Kohn actually responded to the toilet training dilemma, rewarding for going to the bathroom, at one lecture I attended. He ceded, well, okay if you must, and contrasted it with his advice against rewards. I’m not trying to instill a life long love of defecating, he deadpanned.
His other side splitting line at the lecture I attended when daughter was in kindergarten: He countered current claims that time outs were the next best thing since sliced bread. He said, “people are always telling me, well, time outs are better than spanking. To which I say, spanking is better than shooting.”
You had to be there. He’s wonderful. Get on his web site and look up his speaking schedule. Chances are he’s coming to a location near you. I saw him speak twice when my daughter was in kindergarten and then again when she was in 7th grade. This reminds me to catch him the next time he’s in my neck of the universe.
As I write this right now, I admit to a limited exposure to Mr. Kohn’s work. I have visited his website and watched the video clips available there. I have not read any of his work nor seen any of his complete presentations. Based on what I have seen and the writings of others I think I have an understanding of his basic premises.
As I understand it now, Mr. Kohn believes that the negative issues associated with grades and homework outweighs the benefits…if there are any to begin with. He argues that the stress, negativity, and hatred of homework exhibited by most students causes the activity to have limited to no value.
This is the premise to which I respond. If I discover later that this is not Mr. Kohn’s true stance I will adjust my thinking and responses accordingly.
I think we are making a huge mistake in modern education when we talk about “students” as a whole rather than differentiating between the cognitive and emotional differences among them. To suggest that the same principles guide 5 year olds and 18 year olds is ludicrous.

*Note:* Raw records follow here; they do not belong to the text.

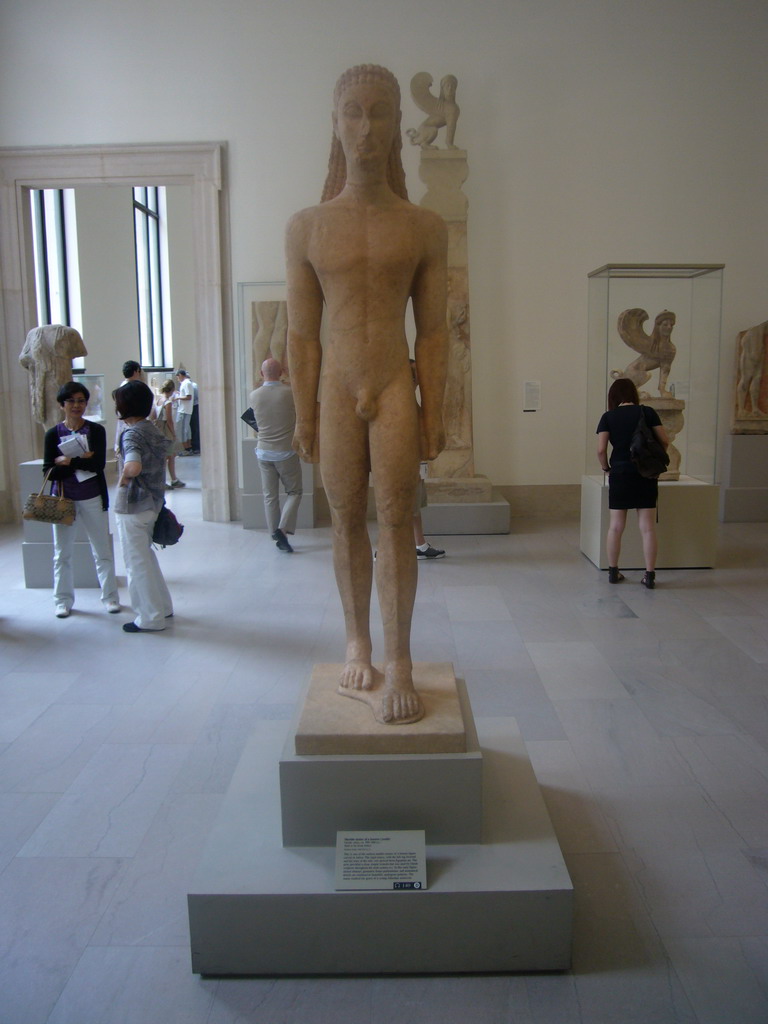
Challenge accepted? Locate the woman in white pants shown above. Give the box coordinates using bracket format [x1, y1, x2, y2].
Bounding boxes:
[43, 381, 120, 618]
[113, 381, 173, 633]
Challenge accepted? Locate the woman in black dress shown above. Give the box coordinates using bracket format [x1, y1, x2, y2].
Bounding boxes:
[597, 377, 669, 590]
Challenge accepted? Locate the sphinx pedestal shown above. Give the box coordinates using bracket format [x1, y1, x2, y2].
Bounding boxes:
[188, 667, 572, 975]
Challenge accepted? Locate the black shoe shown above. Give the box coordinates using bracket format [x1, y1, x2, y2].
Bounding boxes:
[272, 529, 293, 553]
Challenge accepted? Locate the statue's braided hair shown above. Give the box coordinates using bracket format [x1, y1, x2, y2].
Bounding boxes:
[321, 65, 408, 203]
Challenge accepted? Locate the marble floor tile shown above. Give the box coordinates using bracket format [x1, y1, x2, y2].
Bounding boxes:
[525, 641, 627, 700]
[442, 586, 511, 623]
[19, 743, 188, 857]
[46, 946, 216, 1024]
[0, 857, 125, 1024]
[666, 937, 768, 1024]
[0, 512, 768, 1024]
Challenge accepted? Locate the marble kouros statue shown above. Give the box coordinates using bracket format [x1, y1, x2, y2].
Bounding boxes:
[251, 300, 288, 376]
[736, 321, 768, 420]
[610, 309, 677, 398]
[406, 71, 461, 150]
[287, 65, 447, 724]
[18, 324, 88, 430]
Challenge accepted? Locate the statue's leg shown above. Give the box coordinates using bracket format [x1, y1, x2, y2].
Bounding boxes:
[269, 302, 288, 367]
[371, 377, 424, 722]
[252, 300, 280, 368]
[319, 387, 380, 690]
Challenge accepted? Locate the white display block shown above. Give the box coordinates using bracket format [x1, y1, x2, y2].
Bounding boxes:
[187, 718, 573, 976]
[421, 492, 512, 537]
[241, 437, 314, 529]
[18, 459, 107, 590]
[581, 474, 720, 569]
[280, 675, 483, 846]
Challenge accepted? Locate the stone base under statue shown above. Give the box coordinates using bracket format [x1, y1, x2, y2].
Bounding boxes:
[422, 475, 511, 537]
[187, 675, 573, 976]
[295, 662, 467, 756]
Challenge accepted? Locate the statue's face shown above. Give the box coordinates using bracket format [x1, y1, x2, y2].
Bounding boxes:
[333, 83, 397, 170]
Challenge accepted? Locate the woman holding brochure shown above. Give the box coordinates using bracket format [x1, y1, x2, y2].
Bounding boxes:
[43, 381, 120, 618]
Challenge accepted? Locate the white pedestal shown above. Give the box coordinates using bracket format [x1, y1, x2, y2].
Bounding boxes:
[188, 719, 572, 976]
[581, 474, 720, 569]
[241, 437, 314, 529]
[18, 459, 112, 590]
[421, 492, 511, 537]
[280, 663, 483, 846]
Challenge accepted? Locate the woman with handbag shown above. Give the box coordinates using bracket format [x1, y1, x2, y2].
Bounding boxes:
[597, 377, 669, 590]
[43, 381, 120, 618]
[112, 381, 173, 633]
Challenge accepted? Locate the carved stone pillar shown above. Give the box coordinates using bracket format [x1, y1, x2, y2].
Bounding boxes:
[419, 147, 492, 502]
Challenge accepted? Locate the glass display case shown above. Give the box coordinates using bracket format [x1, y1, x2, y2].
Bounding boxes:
[581, 263, 724, 568]
[585, 263, 723, 483]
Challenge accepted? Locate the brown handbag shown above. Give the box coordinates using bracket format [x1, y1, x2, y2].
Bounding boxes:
[22, 467, 75, 526]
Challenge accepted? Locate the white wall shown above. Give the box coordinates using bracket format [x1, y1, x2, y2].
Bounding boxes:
[166, 185, 196, 376]
[0, 0, 768, 484]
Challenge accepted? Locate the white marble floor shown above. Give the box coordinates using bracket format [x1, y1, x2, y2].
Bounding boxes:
[0, 473, 768, 1024]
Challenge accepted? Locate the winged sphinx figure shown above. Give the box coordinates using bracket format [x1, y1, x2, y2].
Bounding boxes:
[610, 308, 677, 398]
[406, 71, 461, 150]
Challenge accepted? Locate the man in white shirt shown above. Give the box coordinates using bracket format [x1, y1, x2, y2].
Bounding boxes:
[175, 370, 195, 455]
[250, 358, 302, 554]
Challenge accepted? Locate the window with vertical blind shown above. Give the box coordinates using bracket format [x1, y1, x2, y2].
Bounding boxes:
[133, 185, 173, 370]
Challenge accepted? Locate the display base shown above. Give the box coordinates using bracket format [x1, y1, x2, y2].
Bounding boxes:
[294, 662, 467, 755]
[720, 434, 768, 522]
[421, 490, 511, 537]
[188, 719, 572, 976]
[280, 675, 483, 846]
[581, 474, 720, 569]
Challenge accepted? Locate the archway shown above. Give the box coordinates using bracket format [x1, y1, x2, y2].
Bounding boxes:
[0, 142, 237, 522]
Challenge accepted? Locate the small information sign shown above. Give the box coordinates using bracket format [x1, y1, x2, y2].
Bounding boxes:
[336, 828, 427, 890]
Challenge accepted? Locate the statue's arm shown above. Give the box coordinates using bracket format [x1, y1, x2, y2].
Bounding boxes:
[286, 213, 323, 462]
[412, 211, 449, 460]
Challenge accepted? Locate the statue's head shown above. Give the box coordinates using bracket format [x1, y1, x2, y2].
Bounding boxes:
[440, 75, 459, 99]
[653, 309, 677, 334]
[322, 65, 408, 203]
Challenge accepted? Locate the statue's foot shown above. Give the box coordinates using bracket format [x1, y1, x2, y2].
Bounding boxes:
[339, 660, 424, 725]
[339, 657, 382, 690]
[373, 686, 424, 725]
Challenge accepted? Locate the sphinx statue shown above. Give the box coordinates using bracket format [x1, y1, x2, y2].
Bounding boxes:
[610, 308, 677, 398]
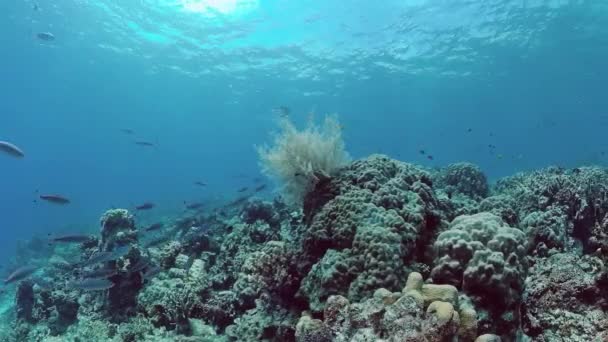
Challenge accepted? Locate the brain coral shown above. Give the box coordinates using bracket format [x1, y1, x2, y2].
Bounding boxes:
[431, 213, 527, 333]
[300, 156, 441, 311]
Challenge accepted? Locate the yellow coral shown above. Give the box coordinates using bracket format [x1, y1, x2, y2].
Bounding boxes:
[422, 284, 458, 306]
[475, 334, 502, 342]
[426, 301, 459, 324]
[458, 305, 477, 342]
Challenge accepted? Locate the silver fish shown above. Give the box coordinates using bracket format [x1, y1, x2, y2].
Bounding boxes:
[0, 141, 25, 158]
[51, 235, 91, 243]
[82, 268, 118, 279]
[68, 279, 114, 291]
[4, 266, 38, 284]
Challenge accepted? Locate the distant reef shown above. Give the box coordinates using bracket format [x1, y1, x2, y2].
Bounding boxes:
[0, 155, 608, 342]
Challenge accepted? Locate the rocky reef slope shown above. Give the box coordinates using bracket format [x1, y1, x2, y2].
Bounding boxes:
[0, 155, 608, 342]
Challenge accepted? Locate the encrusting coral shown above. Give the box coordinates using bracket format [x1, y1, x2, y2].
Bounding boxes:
[5, 153, 608, 342]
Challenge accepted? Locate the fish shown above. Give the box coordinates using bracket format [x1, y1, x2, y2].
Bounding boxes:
[82, 268, 118, 279]
[144, 236, 168, 248]
[112, 246, 131, 260]
[135, 202, 155, 210]
[39, 195, 70, 205]
[49, 234, 92, 243]
[32, 277, 53, 291]
[78, 252, 116, 267]
[36, 32, 55, 42]
[4, 265, 38, 284]
[144, 222, 164, 232]
[272, 106, 291, 118]
[184, 202, 204, 210]
[253, 184, 267, 193]
[0, 141, 25, 158]
[226, 195, 251, 207]
[68, 278, 114, 291]
[129, 259, 150, 273]
[143, 265, 162, 280]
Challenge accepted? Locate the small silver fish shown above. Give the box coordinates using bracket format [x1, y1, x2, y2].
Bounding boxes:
[0, 141, 25, 158]
[83, 268, 118, 279]
[4, 266, 38, 284]
[68, 279, 114, 291]
[36, 32, 55, 42]
[50, 235, 91, 243]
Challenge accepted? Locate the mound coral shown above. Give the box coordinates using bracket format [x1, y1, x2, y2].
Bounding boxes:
[258, 116, 350, 203]
[431, 213, 527, 333]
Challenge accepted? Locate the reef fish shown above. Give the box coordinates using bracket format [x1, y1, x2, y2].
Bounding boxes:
[40, 195, 70, 205]
[112, 246, 131, 260]
[50, 235, 91, 243]
[144, 265, 162, 280]
[36, 32, 55, 42]
[79, 252, 115, 267]
[272, 106, 291, 118]
[144, 222, 163, 232]
[253, 184, 267, 192]
[83, 268, 118, 279]
[135, 141, 156, 147]
[68, 278, 114, 291]
[0, 141, 25, 158]
[144, 236, 169, 248]
[129, 259, 150, 273]
[135, 202, 155, 210]
[186, 202, 204, 210]
[4, 266, 38, 284]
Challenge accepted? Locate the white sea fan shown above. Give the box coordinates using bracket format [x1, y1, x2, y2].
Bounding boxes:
[257, 115, 350, 204]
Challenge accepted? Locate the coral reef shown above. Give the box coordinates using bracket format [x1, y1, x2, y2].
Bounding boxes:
[431, 213, 528, 334]
[258, 116, 350, 203]
[0, 156, 608, 342]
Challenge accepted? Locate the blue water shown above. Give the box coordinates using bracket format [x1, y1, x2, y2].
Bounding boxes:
[0, 0, 608, 260]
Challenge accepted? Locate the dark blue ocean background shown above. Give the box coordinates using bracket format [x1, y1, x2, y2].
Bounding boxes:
[0, 0, 608, 260]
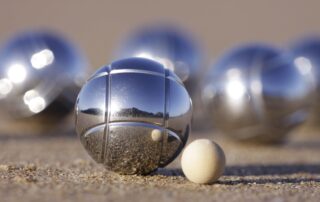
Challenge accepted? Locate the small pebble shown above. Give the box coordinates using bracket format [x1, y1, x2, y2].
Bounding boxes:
[181, 139, 226, 184]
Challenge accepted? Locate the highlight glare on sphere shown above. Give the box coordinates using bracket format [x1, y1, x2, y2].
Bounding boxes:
[75, 57, 192, 174]
[0, 31, 87, 119]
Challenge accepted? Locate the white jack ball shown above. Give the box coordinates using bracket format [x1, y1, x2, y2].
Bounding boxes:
[181, 139, 226, 184]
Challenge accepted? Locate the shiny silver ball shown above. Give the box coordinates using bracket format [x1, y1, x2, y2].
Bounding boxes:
[76, 58, 192, 174]
[118, 26, 201, 94]
[290, 37, 320, 124]
[202, 44, 312, 142]
[0, 31, 87, 131]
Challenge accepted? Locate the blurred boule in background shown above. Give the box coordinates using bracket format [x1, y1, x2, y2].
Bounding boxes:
[0, 30, 88, 133]
[202, 44, 313, 142]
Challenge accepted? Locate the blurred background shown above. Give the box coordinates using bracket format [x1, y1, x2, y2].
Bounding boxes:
[0, 0, 320, 69]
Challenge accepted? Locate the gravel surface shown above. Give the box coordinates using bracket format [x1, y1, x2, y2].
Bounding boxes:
[0, 125, 320, 202]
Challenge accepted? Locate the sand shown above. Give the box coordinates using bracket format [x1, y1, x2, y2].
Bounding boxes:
[0, 128, 320, 202]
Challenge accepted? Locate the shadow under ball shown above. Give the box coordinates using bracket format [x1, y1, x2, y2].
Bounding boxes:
[76, 58, 192, 174]
[0, 31, 87, 131]
[118, 25, 202, 96]
[289, 37, 320, 124]
[202, 44, 312, 142]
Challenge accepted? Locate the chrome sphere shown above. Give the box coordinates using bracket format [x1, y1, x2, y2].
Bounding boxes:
[290, 37, 320, 122]
[202, 44, 312, 142]
[0, 31, 86, 131]
[76, 58, 192, 174]
[118, 26, 201, 94]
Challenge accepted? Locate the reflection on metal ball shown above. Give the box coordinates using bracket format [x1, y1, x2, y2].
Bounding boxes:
[202, 44, 312, 142]
[76, 58, 192, 174]
[290, 37, 320, 123]
[118, 26, 201, 94]
[0, 31, 87, 131]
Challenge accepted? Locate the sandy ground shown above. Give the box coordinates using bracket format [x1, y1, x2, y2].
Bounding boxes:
[0, 125, 320, 202]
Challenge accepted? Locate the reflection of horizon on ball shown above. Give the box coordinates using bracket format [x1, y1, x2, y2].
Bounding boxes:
[202, 44, 313, 142]
[0, 31, 87, 132]
[76, 58, 192, 174]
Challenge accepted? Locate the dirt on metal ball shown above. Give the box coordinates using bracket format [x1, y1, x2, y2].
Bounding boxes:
[202, 44, 312, 142]
[0, 31, 87, 130]
[76, 58, 192, 174]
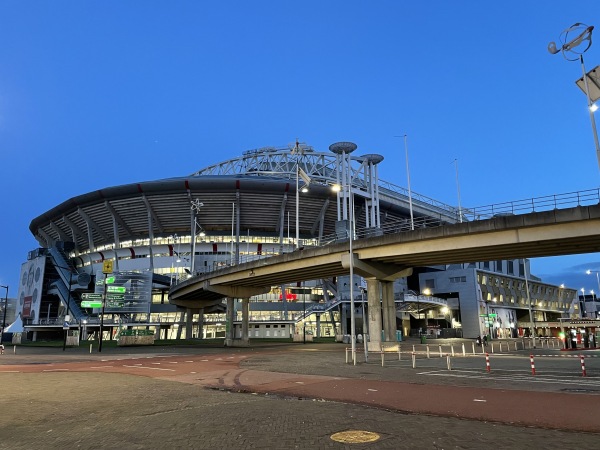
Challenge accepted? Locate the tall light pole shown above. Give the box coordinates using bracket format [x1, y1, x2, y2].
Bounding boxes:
[292, 139, 312, 250]
[548, 23, 600, 168]
[0, 284, 8, 344]
[521, 259, 536, 348]
[453, 158, 462, 223]
[332, 183, 356, 365]
[190, 199, 205, 276]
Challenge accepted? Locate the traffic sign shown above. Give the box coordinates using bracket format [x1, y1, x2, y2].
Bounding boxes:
[81, 301, 102, 308]
[106, 286, 127, 294]
[102, 259, 113, 274]
[106, 300, 125, 308]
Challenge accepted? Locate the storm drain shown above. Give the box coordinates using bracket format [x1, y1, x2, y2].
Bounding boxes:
[331, 430, 380, 444]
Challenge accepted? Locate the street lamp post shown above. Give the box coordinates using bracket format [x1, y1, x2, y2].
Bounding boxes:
[0, 284, 8, 344]
[332, 183, 356, 365]
[548, 23, 600, 168]
[348, 184, 356, 365]
[522, 259, 536, 348]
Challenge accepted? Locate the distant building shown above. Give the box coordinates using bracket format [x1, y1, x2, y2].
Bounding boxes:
[7, 143, 578, 339]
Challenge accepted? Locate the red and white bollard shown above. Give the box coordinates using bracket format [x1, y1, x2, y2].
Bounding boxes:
[579, 355, 587, 377]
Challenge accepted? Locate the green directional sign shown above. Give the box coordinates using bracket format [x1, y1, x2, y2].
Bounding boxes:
[81, 300, 102, 308]
[106, 286, 127, 294]
[106, 300, 125, 308]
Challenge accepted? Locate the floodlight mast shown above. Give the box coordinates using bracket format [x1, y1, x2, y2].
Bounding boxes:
[548, 23, 600, 169]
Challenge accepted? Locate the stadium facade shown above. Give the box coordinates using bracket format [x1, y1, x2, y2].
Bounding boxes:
[7, 142, 579, 340]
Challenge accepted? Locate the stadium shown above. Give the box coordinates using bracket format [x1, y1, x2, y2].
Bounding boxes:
[7, 142, 577, 343]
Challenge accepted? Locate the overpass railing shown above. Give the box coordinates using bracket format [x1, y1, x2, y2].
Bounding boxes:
[179, 188, 600, 281]
[462, 188, 600, 221]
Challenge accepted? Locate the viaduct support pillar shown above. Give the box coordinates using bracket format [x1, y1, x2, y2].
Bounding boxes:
[381, 281, 396, 342]
[241, 298, 250, 347]
[198, 308, 204, 339]
[366, 278, 381, 351]
[225, 297, 235, 347]
[185, 308, 194, 340]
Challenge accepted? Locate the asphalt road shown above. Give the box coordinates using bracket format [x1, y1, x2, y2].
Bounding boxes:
[0, 343, 600, 449]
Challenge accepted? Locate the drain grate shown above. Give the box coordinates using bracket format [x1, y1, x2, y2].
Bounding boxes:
[331, 430, 381, 444]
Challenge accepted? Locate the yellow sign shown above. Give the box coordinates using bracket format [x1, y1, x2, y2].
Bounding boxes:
[102, 259, 113, 273]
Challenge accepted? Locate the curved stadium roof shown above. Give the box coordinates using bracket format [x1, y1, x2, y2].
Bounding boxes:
[29, 147, 456, 252]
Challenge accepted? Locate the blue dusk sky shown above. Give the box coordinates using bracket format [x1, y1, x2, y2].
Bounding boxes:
[0, 0, 600, 297]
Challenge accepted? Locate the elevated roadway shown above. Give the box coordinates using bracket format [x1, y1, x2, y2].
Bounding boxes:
[169, 205, 600, 308]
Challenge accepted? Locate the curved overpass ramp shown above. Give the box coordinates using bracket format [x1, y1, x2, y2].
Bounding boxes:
[169, 205, 600, 308]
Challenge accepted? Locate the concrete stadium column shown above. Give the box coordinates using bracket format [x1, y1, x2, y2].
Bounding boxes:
[242, 297, 250, 345]
[381, 281, 396, 342]
[185, 308, 194, 339]
[198, 308, 204, 339]
[366, 278, 381, 351]
[225, 297, 235, 347]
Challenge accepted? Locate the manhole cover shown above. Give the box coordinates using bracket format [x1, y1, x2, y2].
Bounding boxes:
[331, 430, 380, 444]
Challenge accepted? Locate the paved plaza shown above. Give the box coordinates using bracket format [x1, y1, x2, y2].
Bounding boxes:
[0, 342, 600, 449]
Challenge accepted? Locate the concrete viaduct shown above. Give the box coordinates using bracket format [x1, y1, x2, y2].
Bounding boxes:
[169, 205, 600, 350]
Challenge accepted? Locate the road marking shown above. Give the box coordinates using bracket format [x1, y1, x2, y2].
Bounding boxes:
[123, 364, 175, 372]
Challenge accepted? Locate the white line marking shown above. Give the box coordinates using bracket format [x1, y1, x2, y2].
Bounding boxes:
[123, 364, 175, 372]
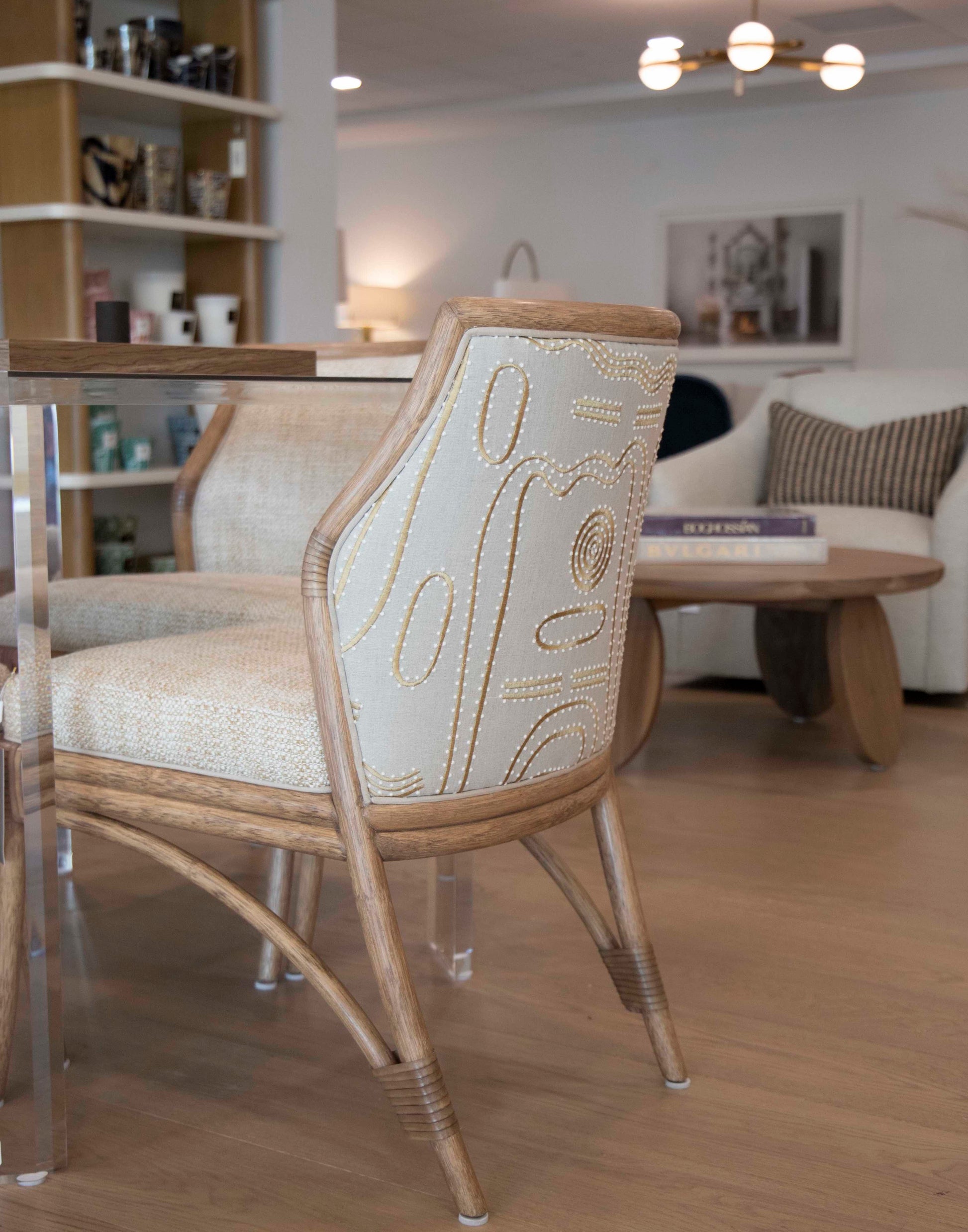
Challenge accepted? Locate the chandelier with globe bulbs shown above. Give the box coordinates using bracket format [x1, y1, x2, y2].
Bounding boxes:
[639, 0, 865, 96]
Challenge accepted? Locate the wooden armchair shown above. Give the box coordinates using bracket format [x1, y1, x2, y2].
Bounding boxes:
[0, 299, 688, 1225]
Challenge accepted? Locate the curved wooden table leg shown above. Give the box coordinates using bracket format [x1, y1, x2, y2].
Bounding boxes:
[756, 608, 834, 718]
[612, 599, 665, 770]
[827, 598, 904, 766]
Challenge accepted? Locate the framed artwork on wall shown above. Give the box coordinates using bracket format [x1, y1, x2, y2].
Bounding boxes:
[660, 202, 858, 362]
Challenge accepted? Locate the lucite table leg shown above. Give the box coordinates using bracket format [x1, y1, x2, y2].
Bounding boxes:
[0, 405, 67, 1185]
[427, 851, 474, 979]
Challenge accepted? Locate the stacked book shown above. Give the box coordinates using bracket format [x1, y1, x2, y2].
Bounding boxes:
[639, 505, 827, 564]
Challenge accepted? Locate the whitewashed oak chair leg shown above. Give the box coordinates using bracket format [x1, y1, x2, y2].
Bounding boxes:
[286, 853, 323, 983]
[592, 781, 689, 1088]
[255, 848, 292, 993]
[0, 814, 23, 1104]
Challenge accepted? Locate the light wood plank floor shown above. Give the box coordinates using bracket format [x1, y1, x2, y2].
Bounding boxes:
[0, 689, 968, 1232]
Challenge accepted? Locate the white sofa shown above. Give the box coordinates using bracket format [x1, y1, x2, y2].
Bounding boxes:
[650, 369, 968, 693]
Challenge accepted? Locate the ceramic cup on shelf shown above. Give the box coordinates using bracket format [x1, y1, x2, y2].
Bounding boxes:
[121, 436, 152, 471]
[131, 270, 185, 325]
[159, 312, 197, 346]
[80, 134, 138, 209]
[185, 170, 232, 219]
[195, 296, 240, 346]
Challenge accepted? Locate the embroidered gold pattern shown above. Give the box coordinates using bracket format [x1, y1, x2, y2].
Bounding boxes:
[500, 673, 565, 701]
[571, 509, 615, 593]
[571, 663, 608, 691]
[363, 761, 423, 796]
[340, 355, 468, 654]
[477, 363, 530, 466]
[633, 403, 666, 428]
[534, 604, 608, 650]
[330, 334, 676, 798]
[571, 398, 621, 425]
[393, 573, 454, 689]
[528, 338, 676, 394]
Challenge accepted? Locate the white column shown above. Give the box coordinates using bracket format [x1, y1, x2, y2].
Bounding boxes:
[259, 0, 338, 343]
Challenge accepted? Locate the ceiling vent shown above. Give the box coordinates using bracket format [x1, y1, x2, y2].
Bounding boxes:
[793, 3, 922, 34]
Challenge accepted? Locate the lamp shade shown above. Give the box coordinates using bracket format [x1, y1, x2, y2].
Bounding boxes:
[820, 43, 866, 90]
[339, 282, 409, 329]
[726, 21, 774, 73]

I teach 4th grade math and science. Much of what I teach is basic skills. As any athlete or musician will tell you, developing basic skills is about practice, practice, practice. If I assign my class to complete a sheet of two-digit by two-digit multiplication problems for homework, I do not care what their motivation for completing it is. If the student does it because they want to see me put a big smiley face on their paper…great. If they do it so they don’t have to miss recess to complete it…great. If they do it because of a deep, intrinsic sense of motivation (unlikely)…great. If they do it because they, at the age of 9 or 10, see a long term value in learning the skill (also unlikely)…great. Whatever the motivation for getting it done, the students will be better at the skill after having completed the work.
If I were teaching high school seniors I would approach it differently. I would strive for total buy-in and understanding of the reasoning behind everything we do. Such a higher level of thinking is appropriate for high school students. For elementary school students that are generally focused on matters as important as, “What did Bobby bring for his snack?” and “What time is WWE Wrestling on tonight?” it is inappropriate to apply psychological models that suppose a more developed ability of thinking.
It sounds harsh, but the Nike slogan of, “Just Do It” is often appropriate when dealing with young students. Can we try to explain the “why” and the reasoning behind something? Yes. Should we? Yes. If the little kid doesn’t understand why they should do something, does that me they shouldn’t have to do it? No. In the end part of being a parent/teacher/mentor/grown-up is the fact that we know better than they do because we have been around longer and have more wisdom.